I remember the anxiety I felt in 2012 when it seemed every other day for several months I would trip across a story about Massive Open Online Courses (MOOCs) and how they were going to disrupt and fundamentally change higher education. When some of the most prestigious colleges and universities began offering their curriculum online for free, it was hard to miss the fact that things were changing. Fortunately, the headlines subsided and most higher education professionals took a cleansing breath and rationalized that MOOCs lacked a sustainable financial model and would soon go away — we didn’t have to worry about them.
However, MOOCs amplified the fundamental structural flaws of modern postsecondary education — rising costs, questionable outcomes, lack of personalization, lack of flexibility, too much variability based on delivery by individual faculty members, and misalignment between programs and employability. Since 2012, MOOCs have indeed persisted to the point that in 2016 the three largest MOOCs in the United States earned a combined $100 million net profit and beat most every college to market with the concept of scaled employer-driven credentials. Check them out and peruse their offerings to see just how accessible and affordable they are, as well as the name brands providing the instruction — Udacity, Coursera, and edX.
Similar to MOOCs, the Khan Academy has infiltrated K-12 systems across the nation and is widely used (albeit discreetly in most cases) in higher education. With several large funders like the Bill and Melinda Gates Foundation, Khan Academy is providing supplemental learning through short, clear, and extremely useful videos on content across a range of disciplines. In 2018, more than 100 million people accessed content on Khan Academy’s website with nearly 5 million paid subscribers.
Another platform influencing modern learning is Google Classroom. In 2012, Google accounted for about 1% of all media devices used in public K-12 classrooms. With the launch of Google Classroom and Chromebooks, their market share grew to 58% by 2016. Colleges today are finding recent high school graduates arrive wondering why they must purchase large expensive textbooks when they’ve been reading short, relevant, easily accessible content online for the past four years in high school.
The explosion of online content and platforms like Khan Academy and Google Chromebooks have spawned the development of Open Educational Resources (OERs). The modern textbook is undergoing a complete transformation and is being replaced by online content — sometimes through OERs and resources like Collective Commons, and other times through licensing other online resources.

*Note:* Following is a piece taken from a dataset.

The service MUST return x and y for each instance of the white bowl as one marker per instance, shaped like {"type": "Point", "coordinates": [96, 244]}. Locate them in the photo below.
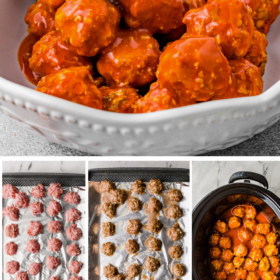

With online content so readily accessible and the power of platforms accelerating change, new models of delivery are appearing beyond MOOCs and OERs. For example, Udemy provides curriculum from independent educators offering standard undergraduate curriculum at reasonable prices. Straighterline.com offers the 50 most common undergraduate general education courses for a nominal fee. The curriculum is approved by the American Council of Education and offered through more than 130 college and university partners. In 2017, they enrolled 22,000 new students in addition to the 75,000 already enrolled and had students report successfully transferring their courses to more than 2,000 colleges and universities. While some may question their quality at this point, the arguments remind me of those I heard 25 years ago when the University of Phoenix, Walden, Nova, and others burst on the scene with online programs — and most of us spent the subsequent 10 years playing catch up once their quality improved.
The reality of wildly accessible content and people increasingly comfortable learning in varied ways is now facilitating the largest employers bypassing traditional higher education delivery systems (read colleges and universities) to simply offer their own curriculum to accelerate the development of a qualified workforce. Consider employer-driven content like AT&T and Walmart partnering with Coursera; Salesforce offering free curriculum to train associates across the country to take their product to scale; Google offering their IT Certifications; and the intense demand for computer programmers has prompted the rise of coding boot camps like the Flatiron School that is now approved for federal financial aid, Apple and their Everyone Can Code curriculum and Amazon coding camps.
MVCC is uniquely positioned to address these disruptive innovations because of the work we have done over the last several years. With the creation of a the Code Academy, the incorporation of the Google IT Training Certificate into our non-credit offerings and soon our credit offerings, and our current work in examining and redesigning prior learning assessments, we are ready to do the work necessary to stay relevant while maintaining the highest of academic standards. MVCC is the first community college in the SUNY System to adopt a Board of Trustees Policy on Microcredentials, and it is this kind of forward thinking — and our unique ability to take innovations and make them our own — that will help us thrive in these uncertain times.
The future is already here. We must find small spaces to safely prototype and utilize some of these emerging delivery systems to eventually integrate into our regular, core offerings that in five to 10 years will need to dramatically change in ways we’re only now beginning to see.